The seed for my religious life was planted around the age of twelve when a nun came to our Barrio (a Filipino word for a village or district) to conduct catechism classes. I recall covering my head with a towel and pretending it was a veil. Initially my interest appeared to be short lived. I followed through with plans to finish high school, go to college and become a nurse. I wanted to serve abroad.
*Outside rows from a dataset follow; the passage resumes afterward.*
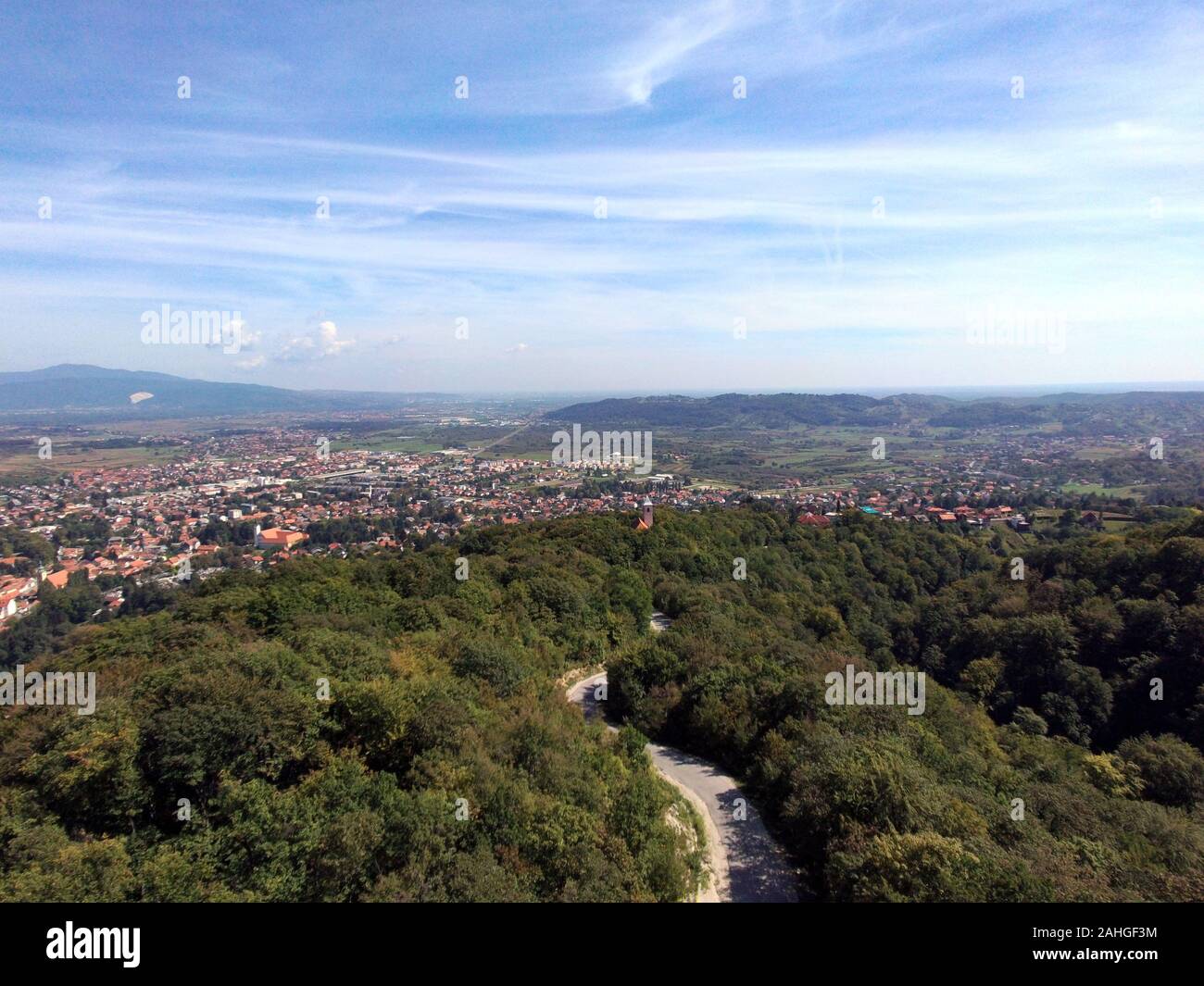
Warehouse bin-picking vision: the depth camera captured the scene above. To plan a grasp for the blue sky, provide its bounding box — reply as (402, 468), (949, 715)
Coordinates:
(0, 0), (1204, 393)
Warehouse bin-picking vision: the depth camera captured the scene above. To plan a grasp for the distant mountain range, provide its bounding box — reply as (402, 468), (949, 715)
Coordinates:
(545, 390), (1204, 433)
(0, 364), (442, 418)
(0, 364), (1204, 434)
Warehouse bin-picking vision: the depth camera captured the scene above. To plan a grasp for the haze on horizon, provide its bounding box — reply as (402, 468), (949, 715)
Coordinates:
(0, 0), (1204, 393)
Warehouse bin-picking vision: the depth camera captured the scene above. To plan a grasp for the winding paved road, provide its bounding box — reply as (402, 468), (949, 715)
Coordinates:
(566, 613), (798, 903)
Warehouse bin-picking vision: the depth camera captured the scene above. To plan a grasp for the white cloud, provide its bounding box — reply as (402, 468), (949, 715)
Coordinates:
(277, 321), (356, 362)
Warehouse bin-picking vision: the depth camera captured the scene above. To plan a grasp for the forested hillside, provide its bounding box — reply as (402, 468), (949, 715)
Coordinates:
(0, 508), (1204, 901)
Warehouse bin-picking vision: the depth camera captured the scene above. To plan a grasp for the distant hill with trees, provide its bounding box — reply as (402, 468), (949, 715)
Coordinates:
(0, 505), (1204, 901)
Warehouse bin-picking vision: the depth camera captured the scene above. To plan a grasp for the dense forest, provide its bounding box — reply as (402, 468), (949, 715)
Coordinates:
(0, 505), (1204, 901)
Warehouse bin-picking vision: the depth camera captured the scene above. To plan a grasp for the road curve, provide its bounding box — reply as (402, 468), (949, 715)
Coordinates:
(566, 620), (798, 903)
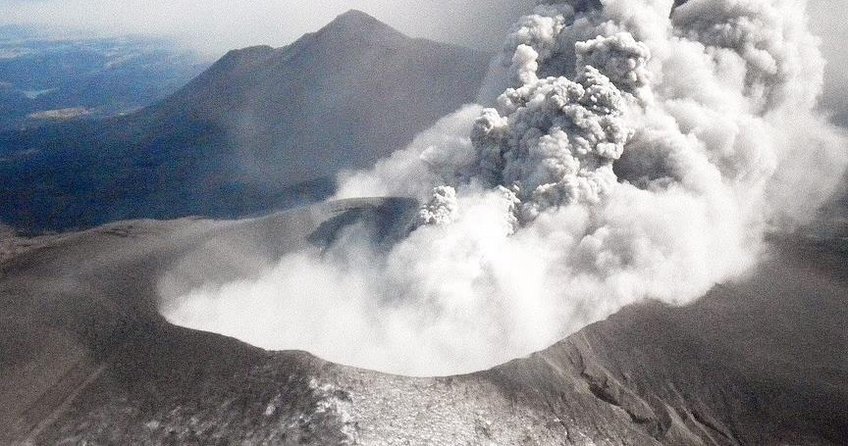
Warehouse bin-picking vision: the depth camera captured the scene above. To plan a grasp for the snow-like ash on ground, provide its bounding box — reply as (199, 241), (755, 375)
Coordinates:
(157, 0), (846, 375)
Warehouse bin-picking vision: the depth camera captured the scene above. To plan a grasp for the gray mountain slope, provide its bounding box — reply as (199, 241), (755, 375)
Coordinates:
(0, 11), (490, 232)
(0, 199), (848, 445)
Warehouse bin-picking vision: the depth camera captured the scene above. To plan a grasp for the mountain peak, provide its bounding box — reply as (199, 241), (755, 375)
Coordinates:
(319, 9), (406, 38)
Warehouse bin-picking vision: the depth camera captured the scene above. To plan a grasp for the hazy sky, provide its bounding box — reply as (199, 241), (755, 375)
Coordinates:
(0, 0), (534, 54)
(0, 0), (848, 119)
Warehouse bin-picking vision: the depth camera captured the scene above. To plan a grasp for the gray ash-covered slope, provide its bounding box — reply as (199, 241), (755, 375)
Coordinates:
(0, 11), (491, 231)
(0, 199), (848, 445)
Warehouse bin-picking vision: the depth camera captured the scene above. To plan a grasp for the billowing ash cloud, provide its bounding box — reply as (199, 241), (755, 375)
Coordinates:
(161, 0), (846, 375)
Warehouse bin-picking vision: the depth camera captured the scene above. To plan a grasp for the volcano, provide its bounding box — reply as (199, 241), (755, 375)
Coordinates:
(0, 11), (491, 232)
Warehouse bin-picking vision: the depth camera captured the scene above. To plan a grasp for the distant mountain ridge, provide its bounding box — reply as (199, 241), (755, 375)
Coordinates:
(0, 11), (490, 231)
(0, 26), (208, 131)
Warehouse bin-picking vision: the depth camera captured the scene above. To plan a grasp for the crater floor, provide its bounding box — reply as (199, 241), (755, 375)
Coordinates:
(0, 200), (848, 445)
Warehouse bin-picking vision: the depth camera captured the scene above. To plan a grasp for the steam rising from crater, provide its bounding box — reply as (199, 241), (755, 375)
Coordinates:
(157, 0), (846, 375)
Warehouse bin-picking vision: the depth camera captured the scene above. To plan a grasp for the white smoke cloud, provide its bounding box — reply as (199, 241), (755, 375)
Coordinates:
(165, 0), (846, 375)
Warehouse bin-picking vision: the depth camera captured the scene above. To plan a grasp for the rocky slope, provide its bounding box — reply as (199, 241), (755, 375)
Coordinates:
(0, 11), (490, 231)
(0, 199), (848, 445)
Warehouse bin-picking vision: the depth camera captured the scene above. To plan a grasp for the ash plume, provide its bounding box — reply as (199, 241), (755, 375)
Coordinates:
(157, 0), (846, 375)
Years later, I came to the United States with a group of nurses to work at a hospital south of Chicago. Like most foreign workers, I sent money home to support my family. Eventually my patents, and my nine siblings and their families also immigrated to America. When my parents died, I realised that no one in the family assumed the role of actively praying for all of us. While I’d like to say that it was my concern for the spiritual well-being of my family that prompted me to join religious life, I think mostly it was the growing restlessness in my heart. I felt something was missing. Frequent visits to the Blessed Sacrament and regular Mass attendance didn’t fill the void. I didn’t follow a straight path to where I am today, but I realise how different my life might be if my parents and I hadn’t believed in the power of prayer.
I did not feel the call to be an apostle on the front lines. I believe this hidden life of prayer can be just as active; Scriptures and history speak to the power of prayer. I am honoured to have the opportunity to answer the call and take this gift of hope to serve God in his Church and the world.